Husband and wife PI team Helen Hawthorne and Phil Sagemont both have their hands full, but only Helen has to carry drink trays—as part of her latest undercover assignment as a stewardess on a private yacht… Lost at Sea To catch a jewel smuggler on a luxury yacht, Helen needs to pose as the ship’s new stewardess—but between serving drinks to the snobs, scrubbing floors, and cleaning up after seasick passengers, she’s starting to miss dry land almost as much as she misses Phil. While Helen’s cruising to the Bahamas, Phil’s got his own job—trying to catch a sexy gold digger who may have killed her elderly husband for his fortune. Good thing he’s a self-proclaimed master of disguise, playing it cool as everything from an air-conditioning repairman to a Rastafarian. Helen’s a help to Phil on his case, but when she’s on her own on the high seas, Helen needs to watch her step as she searches out the smuggler—or she may end up going from undercover to overboard…
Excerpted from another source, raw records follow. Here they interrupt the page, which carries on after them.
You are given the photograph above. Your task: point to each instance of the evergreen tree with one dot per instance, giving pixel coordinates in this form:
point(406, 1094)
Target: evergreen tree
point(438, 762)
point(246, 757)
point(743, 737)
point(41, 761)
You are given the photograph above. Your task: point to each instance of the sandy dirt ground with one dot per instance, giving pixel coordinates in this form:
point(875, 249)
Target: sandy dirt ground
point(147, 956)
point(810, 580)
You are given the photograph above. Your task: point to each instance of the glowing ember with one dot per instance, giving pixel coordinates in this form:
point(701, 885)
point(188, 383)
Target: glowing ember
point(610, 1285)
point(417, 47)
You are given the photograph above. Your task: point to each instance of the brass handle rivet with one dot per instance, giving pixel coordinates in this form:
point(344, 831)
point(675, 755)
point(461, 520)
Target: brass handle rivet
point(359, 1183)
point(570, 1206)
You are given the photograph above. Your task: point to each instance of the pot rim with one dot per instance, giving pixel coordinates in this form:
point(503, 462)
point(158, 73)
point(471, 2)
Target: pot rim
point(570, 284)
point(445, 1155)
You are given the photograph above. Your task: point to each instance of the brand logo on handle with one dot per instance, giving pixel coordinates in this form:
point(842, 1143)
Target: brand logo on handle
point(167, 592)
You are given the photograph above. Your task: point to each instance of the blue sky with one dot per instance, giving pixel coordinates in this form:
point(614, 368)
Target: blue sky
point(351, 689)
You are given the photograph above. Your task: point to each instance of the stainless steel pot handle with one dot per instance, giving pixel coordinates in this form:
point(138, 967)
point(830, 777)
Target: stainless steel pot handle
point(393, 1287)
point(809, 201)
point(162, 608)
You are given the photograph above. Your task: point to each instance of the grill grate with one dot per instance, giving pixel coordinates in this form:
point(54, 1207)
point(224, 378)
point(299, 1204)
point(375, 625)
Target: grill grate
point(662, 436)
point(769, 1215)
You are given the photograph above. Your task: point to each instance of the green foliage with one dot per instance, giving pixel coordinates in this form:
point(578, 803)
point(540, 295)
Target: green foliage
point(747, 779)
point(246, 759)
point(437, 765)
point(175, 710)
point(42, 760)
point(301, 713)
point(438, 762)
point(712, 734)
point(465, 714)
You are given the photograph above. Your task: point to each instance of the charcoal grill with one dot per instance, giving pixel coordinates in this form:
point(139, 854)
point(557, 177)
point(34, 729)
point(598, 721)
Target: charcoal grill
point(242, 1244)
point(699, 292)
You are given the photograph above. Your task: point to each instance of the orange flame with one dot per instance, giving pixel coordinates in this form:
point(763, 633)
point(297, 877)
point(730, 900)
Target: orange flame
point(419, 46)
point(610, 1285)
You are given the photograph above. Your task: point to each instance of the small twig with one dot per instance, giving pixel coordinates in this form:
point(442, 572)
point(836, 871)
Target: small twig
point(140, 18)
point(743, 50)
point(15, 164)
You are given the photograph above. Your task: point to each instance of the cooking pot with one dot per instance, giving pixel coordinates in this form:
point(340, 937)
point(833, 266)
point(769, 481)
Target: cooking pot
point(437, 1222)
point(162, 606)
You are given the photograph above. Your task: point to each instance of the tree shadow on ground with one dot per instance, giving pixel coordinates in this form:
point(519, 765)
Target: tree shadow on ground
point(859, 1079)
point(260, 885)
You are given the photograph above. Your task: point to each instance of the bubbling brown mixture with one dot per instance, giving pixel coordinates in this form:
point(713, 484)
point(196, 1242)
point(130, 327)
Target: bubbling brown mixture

Encyclopedia of Police Science

Encyclopedia of Police Science
Author :
Publisher : Routledge
Total Pages : 1575
Release :
ISBN-10 : 9781135879075
ISBN-13 : 1135879079
Rating : 4/5 (75 Downloads)

Synopsis Encyclopedia of Police Science by : Jack Raymond Greene

In 1996, Garland published the second edition of the Encyclopedia of Police Science, edited by the late William G. Bailey. The work covered all the major sectors of policing in the US. Since then much research has been done on policing issues, and there have been significant changes in techniques and in the American police system. Technological advances have refined and generated methods of investigation. Political events, such as the terrorist attacks of September 11, 2001 in the United States, have created new policing needs while affecting public opinion about law enforcement. These developments appear in the third, expanded edition of the Encyclopedia of Police Science. 380 entries examine the theoretical and practical aspects of law enforcement, discussing past and present practices. The added coverage makes the Encyclopedia more comprehensive with a greater focus on today's policing issues. Also added are themes such as accountability, the culture of police, and the legal framework that affects police decision. New topics discuss recent issues, such as Internet and crime, international terrorism, airport safety, or racial profiling. Entries are contributed by scholars as well as experts working in police departments, crime labs, and various fields of policing.